First, ensure the test file has a feature_category
metadata, to ensure correct attribution of the test file.
Then, you can use the quarantine: '<issue url>'
metadata with the URL of the
~"failure::flaky-test" issue you created previously.
# Quarantine a single spec
it 'succeeds', quarantine: 'https://gitlab.com/gitlab-org/gitlab/-/issues/12345' do
expect(response).to have_gitlab_http_status(:ok)
end
# Quarantine a describe/context block
describe '#flaky-method', quarantine: 'https://gitlab.com/gitlab-org/gitlab/-/issues/12345' do
[...]
end
This means it will be skipped in CI. By default, the quarantined tests will run locally.
We can skip them in local development as well by running with --tag ~quarantine
:
# Bash
bin/rspec --tag ~quarantine
# ZSH
bin/rspec --tag \~quarantine
Also, please ensure that:
- The ~"quarantine" label is present on the merge request.
- The MR description mentions the flaky test issue with the usual terms to link a merge request to an issue.
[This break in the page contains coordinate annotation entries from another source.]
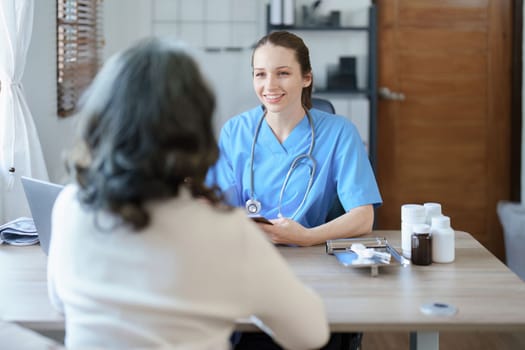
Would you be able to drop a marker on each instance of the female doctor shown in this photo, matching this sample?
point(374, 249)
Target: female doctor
point(289, 162)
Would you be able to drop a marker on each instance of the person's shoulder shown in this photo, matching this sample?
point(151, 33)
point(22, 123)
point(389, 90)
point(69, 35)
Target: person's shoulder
point(246, 119)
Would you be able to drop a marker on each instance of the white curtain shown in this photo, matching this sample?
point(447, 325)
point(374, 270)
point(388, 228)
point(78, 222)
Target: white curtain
point(20, 150)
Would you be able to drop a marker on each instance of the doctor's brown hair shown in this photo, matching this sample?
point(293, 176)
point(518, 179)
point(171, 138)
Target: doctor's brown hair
point(148, 130)
point(302, 54)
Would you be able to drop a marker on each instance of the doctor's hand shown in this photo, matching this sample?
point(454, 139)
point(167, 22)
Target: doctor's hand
point(287, 231)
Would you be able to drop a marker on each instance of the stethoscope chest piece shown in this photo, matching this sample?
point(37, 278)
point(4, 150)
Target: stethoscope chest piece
point(253, 206)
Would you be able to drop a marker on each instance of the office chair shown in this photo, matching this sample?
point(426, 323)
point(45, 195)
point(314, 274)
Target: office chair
point(323, 105)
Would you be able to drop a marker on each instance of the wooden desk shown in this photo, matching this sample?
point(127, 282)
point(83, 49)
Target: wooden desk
point(489, 297)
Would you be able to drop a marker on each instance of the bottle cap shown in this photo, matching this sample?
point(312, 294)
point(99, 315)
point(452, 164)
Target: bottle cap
point(441, 221)
point(410, 211)
point(432, 208)
point(420, 228)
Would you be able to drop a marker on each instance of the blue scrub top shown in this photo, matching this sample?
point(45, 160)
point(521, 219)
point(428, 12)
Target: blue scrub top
point(342, 166)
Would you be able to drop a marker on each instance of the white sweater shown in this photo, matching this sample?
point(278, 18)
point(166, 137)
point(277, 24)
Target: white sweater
point(180, 283)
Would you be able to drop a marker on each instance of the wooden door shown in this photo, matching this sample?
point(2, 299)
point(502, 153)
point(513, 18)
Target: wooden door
point(448, 141)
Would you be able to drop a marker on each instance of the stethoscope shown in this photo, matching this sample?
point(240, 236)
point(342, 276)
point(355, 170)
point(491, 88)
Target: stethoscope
point(253, 206)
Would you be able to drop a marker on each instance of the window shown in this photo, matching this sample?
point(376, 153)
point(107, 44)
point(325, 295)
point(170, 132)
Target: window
point(79, 46)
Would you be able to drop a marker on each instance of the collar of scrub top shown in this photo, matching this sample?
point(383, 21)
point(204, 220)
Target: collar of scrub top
point(253, 206)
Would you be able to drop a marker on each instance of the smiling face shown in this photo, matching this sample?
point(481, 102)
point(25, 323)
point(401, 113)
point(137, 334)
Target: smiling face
point(277, 78)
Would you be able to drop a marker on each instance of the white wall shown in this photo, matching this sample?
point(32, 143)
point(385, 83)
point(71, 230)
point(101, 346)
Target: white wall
point(125, 21)
point(39, 82)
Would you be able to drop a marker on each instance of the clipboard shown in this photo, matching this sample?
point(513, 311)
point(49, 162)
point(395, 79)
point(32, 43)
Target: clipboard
point(341, 249)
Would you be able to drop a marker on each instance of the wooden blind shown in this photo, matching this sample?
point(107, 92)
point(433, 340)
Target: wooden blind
point(79, 46)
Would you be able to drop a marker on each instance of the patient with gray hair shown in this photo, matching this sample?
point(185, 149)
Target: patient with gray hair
point(143, 254)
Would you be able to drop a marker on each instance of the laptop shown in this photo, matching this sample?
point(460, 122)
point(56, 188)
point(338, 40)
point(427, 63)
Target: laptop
point(41, 196)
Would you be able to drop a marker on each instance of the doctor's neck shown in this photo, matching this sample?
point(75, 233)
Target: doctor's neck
point(283, 122)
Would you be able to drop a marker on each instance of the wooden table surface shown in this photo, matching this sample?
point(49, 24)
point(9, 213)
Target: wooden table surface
point(487, 294)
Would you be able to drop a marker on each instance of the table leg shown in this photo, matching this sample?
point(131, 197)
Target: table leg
point(424, 340)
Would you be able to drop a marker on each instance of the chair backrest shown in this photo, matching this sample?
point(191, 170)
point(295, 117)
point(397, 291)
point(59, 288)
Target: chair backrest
point(323, 105)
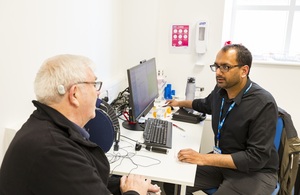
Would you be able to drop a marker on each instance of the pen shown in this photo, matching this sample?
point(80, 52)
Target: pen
point(158, 150)
point(178, 127)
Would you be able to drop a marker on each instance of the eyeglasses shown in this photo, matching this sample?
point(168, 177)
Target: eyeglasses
point(97, 84)
point(223, 68)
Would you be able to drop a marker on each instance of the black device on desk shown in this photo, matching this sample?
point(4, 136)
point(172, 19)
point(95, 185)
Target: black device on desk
point(158, 133)
point(143, 90)
point(188, 115)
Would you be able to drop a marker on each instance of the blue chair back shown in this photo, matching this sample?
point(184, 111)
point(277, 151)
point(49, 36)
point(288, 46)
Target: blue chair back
point(279, 128)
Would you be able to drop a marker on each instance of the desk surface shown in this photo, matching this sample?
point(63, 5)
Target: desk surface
point(156, 166)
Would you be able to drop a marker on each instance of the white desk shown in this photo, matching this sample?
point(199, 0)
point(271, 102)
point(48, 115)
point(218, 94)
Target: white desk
point(167, 168)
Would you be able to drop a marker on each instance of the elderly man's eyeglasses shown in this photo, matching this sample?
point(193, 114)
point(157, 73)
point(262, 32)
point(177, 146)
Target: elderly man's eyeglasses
point(223, 68)
point(97, 84)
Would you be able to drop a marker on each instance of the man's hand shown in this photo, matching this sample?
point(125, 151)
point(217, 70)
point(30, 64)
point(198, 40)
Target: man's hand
point(138, 183)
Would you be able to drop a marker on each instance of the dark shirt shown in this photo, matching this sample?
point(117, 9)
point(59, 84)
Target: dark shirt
point(249, 128)
point(49, 155)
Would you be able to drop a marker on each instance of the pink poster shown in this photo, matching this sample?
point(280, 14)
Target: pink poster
point(180, 35)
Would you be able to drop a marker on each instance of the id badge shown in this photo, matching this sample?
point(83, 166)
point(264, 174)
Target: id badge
point(217, 150)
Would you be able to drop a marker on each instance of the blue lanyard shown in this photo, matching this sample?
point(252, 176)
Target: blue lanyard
point(221, 122)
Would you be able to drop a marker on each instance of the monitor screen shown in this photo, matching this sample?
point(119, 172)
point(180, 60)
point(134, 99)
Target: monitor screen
point(143, 89)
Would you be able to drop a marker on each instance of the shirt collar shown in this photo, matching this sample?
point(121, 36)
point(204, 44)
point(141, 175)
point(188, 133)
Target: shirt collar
point(82, 131)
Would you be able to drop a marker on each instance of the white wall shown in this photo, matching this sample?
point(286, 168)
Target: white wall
point(34, 30)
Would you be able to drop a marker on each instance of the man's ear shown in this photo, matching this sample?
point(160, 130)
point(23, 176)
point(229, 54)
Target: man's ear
point(245, 71)
point(73, 95)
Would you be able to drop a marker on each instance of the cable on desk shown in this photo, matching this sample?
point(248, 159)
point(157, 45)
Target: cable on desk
point(129, 155)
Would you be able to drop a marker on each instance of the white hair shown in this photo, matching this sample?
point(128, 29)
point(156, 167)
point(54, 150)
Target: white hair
point(65, 70)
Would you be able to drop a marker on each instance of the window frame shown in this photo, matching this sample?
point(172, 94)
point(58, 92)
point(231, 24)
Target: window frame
point(231, 9)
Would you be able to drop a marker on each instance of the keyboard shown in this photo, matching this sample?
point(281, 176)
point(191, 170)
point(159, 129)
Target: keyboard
point(158, 133)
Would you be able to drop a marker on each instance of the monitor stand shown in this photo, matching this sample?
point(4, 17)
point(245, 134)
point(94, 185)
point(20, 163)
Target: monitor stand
point(132, 126)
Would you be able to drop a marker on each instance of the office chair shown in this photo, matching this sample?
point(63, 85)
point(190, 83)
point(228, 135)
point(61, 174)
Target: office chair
point(102, 129)
point(279, 128)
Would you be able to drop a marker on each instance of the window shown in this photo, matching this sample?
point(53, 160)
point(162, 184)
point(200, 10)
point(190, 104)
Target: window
point(269, 28)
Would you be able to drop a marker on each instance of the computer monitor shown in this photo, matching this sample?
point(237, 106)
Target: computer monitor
point(143, 90)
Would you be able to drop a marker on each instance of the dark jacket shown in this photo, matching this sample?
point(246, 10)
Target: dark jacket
point(289, 155)
point(48, 155)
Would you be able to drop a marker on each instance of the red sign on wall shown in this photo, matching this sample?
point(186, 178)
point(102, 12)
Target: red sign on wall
point(180, 35)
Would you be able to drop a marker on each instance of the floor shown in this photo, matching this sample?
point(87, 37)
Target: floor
point(160, 184)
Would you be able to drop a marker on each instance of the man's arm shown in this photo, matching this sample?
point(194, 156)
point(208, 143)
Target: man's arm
point(183, 103)
point(217, 160)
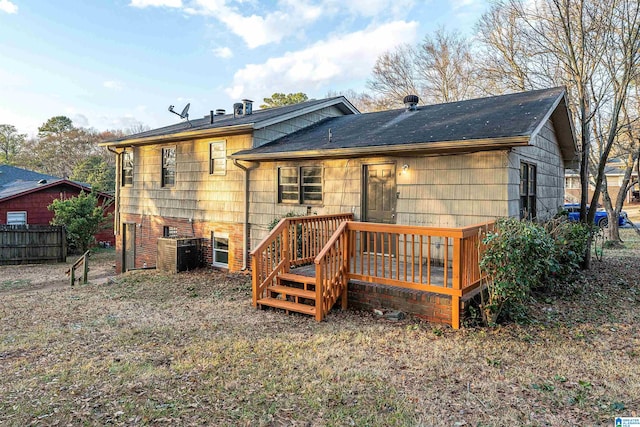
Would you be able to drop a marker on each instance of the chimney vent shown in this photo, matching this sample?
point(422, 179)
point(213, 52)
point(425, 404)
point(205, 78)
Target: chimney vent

Note that we should not quarantine a shared example/context, and we cannot quarantine a call to it_behaves_like
or include_examples
:
# Will be flagged by Rubocop
shared_examples 'loads all the users when opened', quarantine: 'https://gitlab.com/gitlab-org/gitlab/-/issues/12345' do
[...]
end
# Does not work
it_behaves_like 'a shared example', quarantine: 'https://gitlab.com/gitlab-org/gitlab/-/issues/12345'
# Does not work
include_examples 'a shared example', quarantine: 'https://gitlab.com/gitlab-org/gitlab/-/issues/12345'
After the long-term quarantining MR has reached production, you should revert the fast-quarantine MR you created earlier.
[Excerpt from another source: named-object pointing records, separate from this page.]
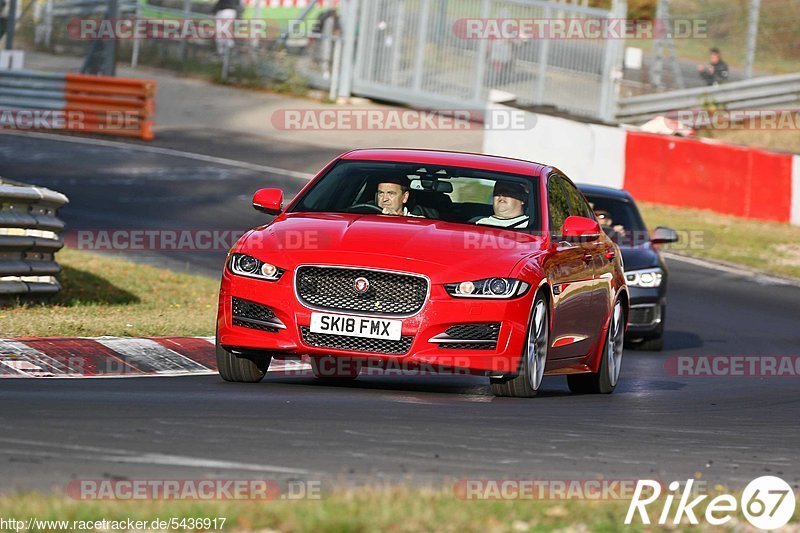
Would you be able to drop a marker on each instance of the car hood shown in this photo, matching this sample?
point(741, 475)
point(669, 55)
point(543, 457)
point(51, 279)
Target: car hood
point(443, 251)
point(639, 257)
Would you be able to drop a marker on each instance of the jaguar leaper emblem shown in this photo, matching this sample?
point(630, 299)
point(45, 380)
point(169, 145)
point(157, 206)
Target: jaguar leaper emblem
point(361, 285)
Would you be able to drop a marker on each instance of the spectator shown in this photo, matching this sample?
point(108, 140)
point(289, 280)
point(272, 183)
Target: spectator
point(226, 12)
point(716, 71)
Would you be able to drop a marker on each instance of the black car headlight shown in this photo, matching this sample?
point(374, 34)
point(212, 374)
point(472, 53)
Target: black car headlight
point(487, 288)
point(249, 266)
point(648, 278)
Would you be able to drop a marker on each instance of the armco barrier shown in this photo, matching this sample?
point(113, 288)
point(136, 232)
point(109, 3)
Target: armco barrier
point(703, 174)
point(77, 102)
point(30, 235)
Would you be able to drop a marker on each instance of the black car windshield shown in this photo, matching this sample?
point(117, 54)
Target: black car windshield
point(451, 194)
point(620, 219)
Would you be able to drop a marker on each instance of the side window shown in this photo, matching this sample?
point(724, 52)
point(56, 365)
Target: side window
point(557, 205)
point(577, 204)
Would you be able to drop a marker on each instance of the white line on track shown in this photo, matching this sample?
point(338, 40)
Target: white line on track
point(162, 151)
point(127, 456)
point(750, 275)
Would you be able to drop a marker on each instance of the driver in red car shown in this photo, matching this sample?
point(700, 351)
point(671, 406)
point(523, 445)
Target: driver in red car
point(393, 195)
point(508, 201)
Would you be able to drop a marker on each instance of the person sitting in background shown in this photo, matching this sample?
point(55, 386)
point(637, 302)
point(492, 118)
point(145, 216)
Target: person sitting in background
point(508, 202)
point(392, 196)
point(716, 71)
point(226, 13)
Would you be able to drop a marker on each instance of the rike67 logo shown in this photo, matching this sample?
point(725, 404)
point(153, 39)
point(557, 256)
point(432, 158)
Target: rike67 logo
point(767, 502)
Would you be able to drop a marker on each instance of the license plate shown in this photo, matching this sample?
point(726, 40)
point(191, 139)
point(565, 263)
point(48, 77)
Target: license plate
point(356, 326)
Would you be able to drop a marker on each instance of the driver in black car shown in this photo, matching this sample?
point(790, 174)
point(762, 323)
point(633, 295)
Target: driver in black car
point(392, 196)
Find quarantined tests by feature category
To find all quarantined tests for a feature category, use ripgrep
:
rg -l --multiline -w "(?s)feature_category:\s+:global_search.+quarantine:"
Jest
For Jest specs, you can use the .skip
method along with the eslint-disable-next-line
comment to disable the jest/no-disabled-tests
ESLint rule and include the issue URL. Here’s an example:
// quarantine: https://gitlab.com/gitlab-org/gitlab/-/issues/56789
// eslint-disable-next-line jest/no-disabled-tests
it.skip('should throw an error', () => {
expect(response).toThrowError(expected_error)
});
This means it is skipped unless the test suit is run with --runInBand
Jest command line option:
jest --runInBand
A list of files with quarantined specs in them can be found with the command:
yarn jest:quarantine
For both test frameworks, make sure to add the ~"quarantined test"
label to the issue.
Once a test is in quarantine, there are 3 choices:
- Fix the test (that is, get rid of its flakiness).
- Move the test to a lower level of testing.
- Remove the test entirely (for example, because there’s already a lower-level test, or it’s duplicating another same-level test, or it’s testing too much etc.).
Automatic retries and flaky tests detection
On our CI, we use RSpec::Retry
to automatically retry a failing example a few
times (see spec/spec_helper.rb
for the precise retries count).
We also use a custom Gitlab::RspecFlaky::Listener
.
This listener runs in the update-tests-metadata
job in maintenance
scheduled pipelines
on the master
branch, and saves flaky examples to rspec/flaky/report-suite.json
.
The report file is then retrieved by the retrieve-tests-metadata
job in all pipelines.
This was originally implemented in: https://gitlab.com/gitlab-org/gitlab-foss/-/merge_requests/13021.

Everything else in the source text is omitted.